Here is exactly what their leaders think of them from a Salon article on the Abramoff Indian Casino Senate Investigation:

Consider one memo highlighted in a Capitol Hill hearing Wednesday that Scanlon, a former aide to Rep. Tom DeLay, R-Texas, sent the Coushatta Tribe of Louisiana to describe his strategy for protecting the tribe’s gambling business. In plain terms, Scanlon confessed the source code of recent Republican electoral victories: target religious conservatives, distract everyone else, and then railroad through complex initiatives.

“The wackos get their information through the Christian right, Christian radio, mail, the internet and telephone trees,” Scanlon wrote in the memo, which was read into the public record at a hearing of the Senate Indian Affairs Committee. “Simply put, we want to bring out the wackos to vote against something and make sure the rest of the public lets the whole thing slip past them.” The brilliance of this strategy was twofold: Not only would most voters not know about an initiative to protect Coushatta gambling revenues, but religious “wackos” could be tricked into supporting gambling at the Coushatta casino even as they thought they were opposing it.
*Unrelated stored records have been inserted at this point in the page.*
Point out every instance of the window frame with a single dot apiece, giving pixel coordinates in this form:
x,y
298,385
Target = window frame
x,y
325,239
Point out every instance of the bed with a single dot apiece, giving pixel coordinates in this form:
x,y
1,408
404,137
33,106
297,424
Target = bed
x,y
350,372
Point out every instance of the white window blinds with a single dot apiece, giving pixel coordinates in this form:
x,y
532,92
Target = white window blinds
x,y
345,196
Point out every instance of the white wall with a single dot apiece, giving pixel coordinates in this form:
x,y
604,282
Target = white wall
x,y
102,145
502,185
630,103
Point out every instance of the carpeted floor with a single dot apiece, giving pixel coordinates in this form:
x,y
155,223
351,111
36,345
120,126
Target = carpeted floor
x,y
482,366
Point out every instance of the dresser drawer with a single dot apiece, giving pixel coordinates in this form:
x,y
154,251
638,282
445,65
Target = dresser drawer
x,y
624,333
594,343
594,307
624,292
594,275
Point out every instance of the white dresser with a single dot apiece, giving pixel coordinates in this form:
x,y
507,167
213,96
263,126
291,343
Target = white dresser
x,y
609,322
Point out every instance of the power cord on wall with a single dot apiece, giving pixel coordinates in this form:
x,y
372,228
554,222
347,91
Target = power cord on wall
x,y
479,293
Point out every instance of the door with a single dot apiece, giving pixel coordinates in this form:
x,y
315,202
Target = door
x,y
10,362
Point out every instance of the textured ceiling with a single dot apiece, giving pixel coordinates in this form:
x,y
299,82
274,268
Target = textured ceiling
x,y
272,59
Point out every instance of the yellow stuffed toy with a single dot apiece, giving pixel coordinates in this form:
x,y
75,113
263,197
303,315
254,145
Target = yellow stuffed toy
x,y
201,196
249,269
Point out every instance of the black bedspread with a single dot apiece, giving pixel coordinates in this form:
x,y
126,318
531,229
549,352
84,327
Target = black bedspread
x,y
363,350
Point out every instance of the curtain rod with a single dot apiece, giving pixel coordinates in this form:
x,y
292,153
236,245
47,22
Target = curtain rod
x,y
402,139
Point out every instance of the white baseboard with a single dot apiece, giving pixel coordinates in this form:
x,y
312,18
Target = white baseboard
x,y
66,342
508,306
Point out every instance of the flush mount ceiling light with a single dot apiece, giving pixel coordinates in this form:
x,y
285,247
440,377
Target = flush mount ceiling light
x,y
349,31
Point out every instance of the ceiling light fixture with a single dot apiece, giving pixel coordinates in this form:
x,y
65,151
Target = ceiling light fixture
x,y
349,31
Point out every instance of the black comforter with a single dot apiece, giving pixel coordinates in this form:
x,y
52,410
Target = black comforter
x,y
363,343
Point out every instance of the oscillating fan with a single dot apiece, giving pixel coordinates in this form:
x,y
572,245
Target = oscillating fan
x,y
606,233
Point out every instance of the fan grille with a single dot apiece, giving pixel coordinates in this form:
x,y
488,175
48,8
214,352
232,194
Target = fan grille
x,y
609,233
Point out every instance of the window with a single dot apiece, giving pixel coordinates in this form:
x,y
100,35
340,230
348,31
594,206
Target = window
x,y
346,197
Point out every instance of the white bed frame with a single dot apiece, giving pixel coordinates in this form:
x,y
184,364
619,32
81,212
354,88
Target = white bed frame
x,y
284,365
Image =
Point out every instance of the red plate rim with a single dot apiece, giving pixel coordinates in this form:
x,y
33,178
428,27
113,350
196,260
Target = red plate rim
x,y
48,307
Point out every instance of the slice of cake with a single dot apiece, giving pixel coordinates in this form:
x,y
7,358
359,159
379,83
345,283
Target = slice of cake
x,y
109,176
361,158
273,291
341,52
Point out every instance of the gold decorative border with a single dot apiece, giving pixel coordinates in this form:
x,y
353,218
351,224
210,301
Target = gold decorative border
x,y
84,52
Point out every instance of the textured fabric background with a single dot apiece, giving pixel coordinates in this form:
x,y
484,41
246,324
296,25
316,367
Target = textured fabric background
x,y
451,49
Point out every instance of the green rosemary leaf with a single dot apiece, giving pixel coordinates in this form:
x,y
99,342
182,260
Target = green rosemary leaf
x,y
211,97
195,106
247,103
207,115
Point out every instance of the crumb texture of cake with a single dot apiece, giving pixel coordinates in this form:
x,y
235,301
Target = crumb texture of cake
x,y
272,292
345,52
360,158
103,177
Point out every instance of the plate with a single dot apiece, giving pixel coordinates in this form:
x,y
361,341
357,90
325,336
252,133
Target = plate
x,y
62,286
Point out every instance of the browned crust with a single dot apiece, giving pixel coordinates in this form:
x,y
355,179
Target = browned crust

So there you have it, the party base, the angry white males and the religious right are not only fucking stupid but are in all likelihood going to hell anyway, but hey look at the bright side, they will have plenty of time to spend with their fellow Republican mega church congregation members.

Maybe O’Reilly can even lead them along in a chorus of Rudolph the Red Nosed Reindeer in front of a nice warm chestnut roasting holiday fire when they are all gathered there together.